As we head into autumn lots of people are frantically trying to get their building projects finished before the weather takes a turn for the worse. It is certainly better to get building work done in the warmer months. Not least because it makes working conditions much more pleasant!

But if your build will be ongoing throughout autumn and into winter, don’t panic. It is possible. There are just a few extra things you’ll need to think about to help keep your project on track – planning is key.

Here are a few considerations if you’re managing a building project that will span the colder months.

Beating the cold…

We usually avoid any major extremes of temperature here in the UK, but if the temperature drops to around freezing, it can cause some issues. For example, if water in mortar freezes, it can fail due to the cement and sand pockets not being bound properly. The same applies to concrete and render. And frozen water expands which can cause cracking to brickwork.

Try to plan this work for before or after the coldest temperatures are due to hit. As a general rule, work shouldn’t proceed if the temperature is below 2oC. It’s really important to cover any materials and newly laid masonry and concrete to protect them from frost damage.

…And the rain

Some moisture sensitive building materials may require specialised protection and storage from the harsh weather elements. Remember to recover them at the end of every working day.

Staying safe

The mobility of everyone working on your build is likely to be hampered by extra layers of clothing – gloves can be a particular hindrance. There’s a greater risk of slipping and sliding. It’s a good time to review any safety procedures and put extra measures in place to tackle these added risks.

Keeping motivated

Productivity can be affected by poor weather – some construction companies report a drop in productivity of 50%! This is in part down to battling the elements – frozen ground will make any digging task that much more difficult. You may even need to clear snow before any real work can begin. But a dip in team motivation is often a significant contributor. It can be more difficult to concentrate. Find ways to keep yourself and the team motivated. We find a round of “posh” coffee can give everyone a boost (and warm the hands!). Making sure there is a place the team can have a break and warm up in will also help keep things moving.

Maximising daylight hours

The shorter days can limit the amount of progress that can be achieved each day. Floodlighting and heating are certainly a big help in maintaining full a day’s work, if budget allows. Apart from that, there’s not much that can be done apart from adjusting the project plan to allow for limited hours and planning any administrative tasks for the end of the day.
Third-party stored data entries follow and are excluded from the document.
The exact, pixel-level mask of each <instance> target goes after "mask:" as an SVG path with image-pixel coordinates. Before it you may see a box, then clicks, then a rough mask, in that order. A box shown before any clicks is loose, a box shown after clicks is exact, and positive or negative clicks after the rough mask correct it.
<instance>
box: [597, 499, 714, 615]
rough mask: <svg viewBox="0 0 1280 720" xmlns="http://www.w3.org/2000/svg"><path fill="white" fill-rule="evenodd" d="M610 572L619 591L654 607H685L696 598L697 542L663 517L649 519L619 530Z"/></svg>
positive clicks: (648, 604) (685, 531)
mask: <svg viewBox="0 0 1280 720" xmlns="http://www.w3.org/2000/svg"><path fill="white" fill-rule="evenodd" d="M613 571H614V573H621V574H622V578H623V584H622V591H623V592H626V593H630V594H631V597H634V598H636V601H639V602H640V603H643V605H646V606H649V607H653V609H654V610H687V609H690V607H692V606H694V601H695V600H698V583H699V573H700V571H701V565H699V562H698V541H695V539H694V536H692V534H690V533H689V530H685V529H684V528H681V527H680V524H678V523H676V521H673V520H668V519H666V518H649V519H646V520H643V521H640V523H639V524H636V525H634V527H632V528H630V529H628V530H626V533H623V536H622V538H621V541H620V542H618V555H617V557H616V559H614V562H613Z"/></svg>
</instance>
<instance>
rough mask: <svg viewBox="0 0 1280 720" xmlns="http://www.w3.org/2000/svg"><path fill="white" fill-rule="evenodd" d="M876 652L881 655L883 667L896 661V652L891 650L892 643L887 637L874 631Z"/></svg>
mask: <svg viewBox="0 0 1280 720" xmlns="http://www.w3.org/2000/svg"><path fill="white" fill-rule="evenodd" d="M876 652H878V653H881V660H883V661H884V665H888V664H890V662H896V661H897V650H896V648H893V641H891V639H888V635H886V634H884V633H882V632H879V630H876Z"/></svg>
Another word of warning on increased hours of darkness. This may pose increased problems with security. Bad weather and early finishes can leave the site unmanned for greater portions of the day, giving thieves a wider window to strike. Make sure you lock away as many tools and materials as possible every time you leave the site. Stagger deliveries of materials to suit the fixing schedule to avoid high-value items sitting around tempting fate. A good CCTV set-up may also pay dividends.